En rigor, son parte central de un problema mayúsculo: un gobierno en el vacío. Ese concepto tan poderoso que sirve de marco cuando fija el límite del precipicio, pero que deviene agujero negro insondable cuando se lo supera. Estamos inmersos en un vacío político ilimitado, que explica una agenda excéntrica, de espaldas a la gente, como la dolarización de la economía.
En el caso de la Confederación General del Trabajo, su aporte más reciente ha sido proponer la reducción de la jornada laboral. No deja de ser notable su capacidad para descentrar la discusión fuera de los temas que urgen e importan. En un país con más de 100% de inflación, con niveles de informalidad alarmantes y un índice de pobreza que llega casi a la mitad de la población, su propuesta es trabajar menos.
Con el entusiasmo del que carece de ideas, se subieron al vector del hedonismo político imperante en el partido de gobierno, ese que propuso vacaciones gratis, divertimentos chabacanos costeados con impuestos y terminó en algo tan absurdo como el "derecho al futuro", publicitado en ostentosos carteles de eventos deportivos. Menos trabajo para aumentar el trabajo, sería el razonamiento, desafiando casi todos los textos de economía, desde Smith en adelante, incluyendo al mismísimo Marx y su esforzada plusvalía.
Hablando de Marx, parece que quieren recrear una nueva dialéctica hegeliana, una síntesis en fuga hacia adelante: si no puedo garantir derechos básicos, pues invento el "derecho al futuro"; si no puedo asegurar la canasta básica, pues aseguro recreaciones primitivas, y si no puedo defender a los trabajadores que digo representar contra la inflación y el desempleo, pues propongo una jornada laboral reducida, como si estuviéramos en Alemania, Dinamarca o Noruega, que la tienen, salvando las distancias físicas y de progreso.
Todo esto por esquivar lo obvio e inevitable: no defienden a quien tienen que defender, de lo que los tienen que defender. Quedaron fuera de tiempo y espacio, sin poder justificar su perenne negativa a la transformación laboral que necesita el país.
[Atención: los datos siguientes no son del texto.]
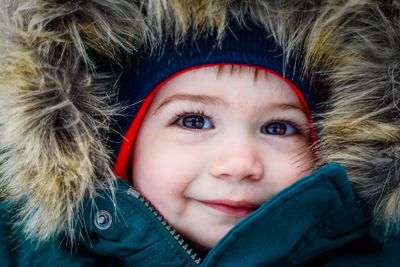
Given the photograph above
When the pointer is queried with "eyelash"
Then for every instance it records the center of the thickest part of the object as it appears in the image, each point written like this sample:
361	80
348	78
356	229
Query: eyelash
200	112
299	129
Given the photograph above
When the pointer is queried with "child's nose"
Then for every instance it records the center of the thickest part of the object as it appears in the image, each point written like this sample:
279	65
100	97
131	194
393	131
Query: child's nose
238	162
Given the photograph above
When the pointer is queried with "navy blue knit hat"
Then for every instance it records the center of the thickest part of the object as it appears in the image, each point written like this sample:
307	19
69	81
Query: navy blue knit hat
251	46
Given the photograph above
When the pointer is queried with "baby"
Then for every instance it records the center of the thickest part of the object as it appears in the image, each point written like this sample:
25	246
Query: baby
217	142
222	129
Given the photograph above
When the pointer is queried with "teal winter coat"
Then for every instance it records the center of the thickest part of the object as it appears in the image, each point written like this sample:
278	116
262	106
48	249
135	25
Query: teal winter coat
61	202
317	221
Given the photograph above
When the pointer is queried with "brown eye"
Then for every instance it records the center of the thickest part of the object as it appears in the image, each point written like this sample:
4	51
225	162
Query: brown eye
195	122
278	128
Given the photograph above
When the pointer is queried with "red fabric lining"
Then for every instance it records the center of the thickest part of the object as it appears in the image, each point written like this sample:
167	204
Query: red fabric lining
121	166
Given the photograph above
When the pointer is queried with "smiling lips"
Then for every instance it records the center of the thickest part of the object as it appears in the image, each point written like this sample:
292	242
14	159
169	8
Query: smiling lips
232	208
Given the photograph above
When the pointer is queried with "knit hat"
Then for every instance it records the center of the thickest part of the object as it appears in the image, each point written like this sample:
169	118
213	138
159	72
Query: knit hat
246	46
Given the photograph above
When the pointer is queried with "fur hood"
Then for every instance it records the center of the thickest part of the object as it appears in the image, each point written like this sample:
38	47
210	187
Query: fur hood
60	61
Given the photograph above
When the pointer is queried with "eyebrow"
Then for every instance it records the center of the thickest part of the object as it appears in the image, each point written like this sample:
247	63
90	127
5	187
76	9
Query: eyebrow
204	99
284	106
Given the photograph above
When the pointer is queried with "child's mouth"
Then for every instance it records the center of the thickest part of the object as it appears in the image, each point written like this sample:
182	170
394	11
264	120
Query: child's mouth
232	208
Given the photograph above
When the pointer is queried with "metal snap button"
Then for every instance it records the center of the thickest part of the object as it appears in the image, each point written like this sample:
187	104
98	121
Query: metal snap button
102	220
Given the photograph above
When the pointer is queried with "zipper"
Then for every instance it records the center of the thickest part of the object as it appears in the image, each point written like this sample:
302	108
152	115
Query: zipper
179	240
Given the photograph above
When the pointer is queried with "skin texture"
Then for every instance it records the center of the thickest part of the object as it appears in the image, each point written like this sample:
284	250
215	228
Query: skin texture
213	147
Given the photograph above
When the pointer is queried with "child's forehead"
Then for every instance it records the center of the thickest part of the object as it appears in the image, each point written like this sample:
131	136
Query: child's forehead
228	83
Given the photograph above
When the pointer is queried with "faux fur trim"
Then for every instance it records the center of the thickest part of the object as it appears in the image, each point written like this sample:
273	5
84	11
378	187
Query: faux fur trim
55	93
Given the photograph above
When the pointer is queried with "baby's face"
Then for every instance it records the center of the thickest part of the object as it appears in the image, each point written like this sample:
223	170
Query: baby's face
214	146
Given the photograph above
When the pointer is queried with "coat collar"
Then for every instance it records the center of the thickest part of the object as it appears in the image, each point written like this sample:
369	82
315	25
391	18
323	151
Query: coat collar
315	215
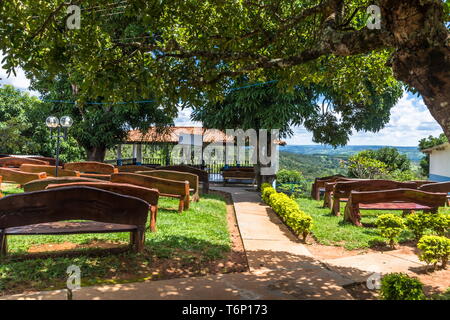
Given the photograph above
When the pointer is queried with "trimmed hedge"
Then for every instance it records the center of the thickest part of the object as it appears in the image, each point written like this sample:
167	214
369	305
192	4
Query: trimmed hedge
400	286
288	210
434	249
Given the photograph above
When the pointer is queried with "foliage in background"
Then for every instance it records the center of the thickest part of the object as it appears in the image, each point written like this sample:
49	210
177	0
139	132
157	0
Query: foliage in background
23	129
390	226
434	249
426	143
98	127
289	211
400	286
384	163
365	168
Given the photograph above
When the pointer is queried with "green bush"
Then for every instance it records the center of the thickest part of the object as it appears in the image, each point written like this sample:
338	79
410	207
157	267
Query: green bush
399	286
418	223
266	193
439	223
265	185
390	226
434	249
290	213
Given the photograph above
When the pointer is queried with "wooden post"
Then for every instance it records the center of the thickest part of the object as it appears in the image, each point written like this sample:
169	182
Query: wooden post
119	154
139	154
137	238
3	243
336	207
134	153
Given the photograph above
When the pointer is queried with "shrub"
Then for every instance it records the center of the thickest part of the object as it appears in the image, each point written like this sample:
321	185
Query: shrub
418	223
399	286
434	249
290	213
289	176
440	223
265	185
390	226
266	193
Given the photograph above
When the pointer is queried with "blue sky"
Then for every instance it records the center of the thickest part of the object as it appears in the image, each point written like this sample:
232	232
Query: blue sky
410	121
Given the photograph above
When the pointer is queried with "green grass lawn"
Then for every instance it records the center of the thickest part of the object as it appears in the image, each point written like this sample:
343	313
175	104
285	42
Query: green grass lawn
184	244
331	230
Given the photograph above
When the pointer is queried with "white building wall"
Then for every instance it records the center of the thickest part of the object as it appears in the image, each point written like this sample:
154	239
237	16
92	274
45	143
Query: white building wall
440	163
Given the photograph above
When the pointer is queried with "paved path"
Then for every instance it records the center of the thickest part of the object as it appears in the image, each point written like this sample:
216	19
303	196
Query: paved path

Y no nos estamos refiriendo a flexibilizaciones absurdas, sino a cuestiones concretas que van desde un fuero laboral que no funciona y alienta la industria del juicio hasta millones de jóvenes en la informalidad.
Llegó la hora de un sindicalismo en serio, que abandone el cinismo, honre sus orígenes y piense auténticamente en los trabajadores, el país y su futuro. No debería ser una utopía.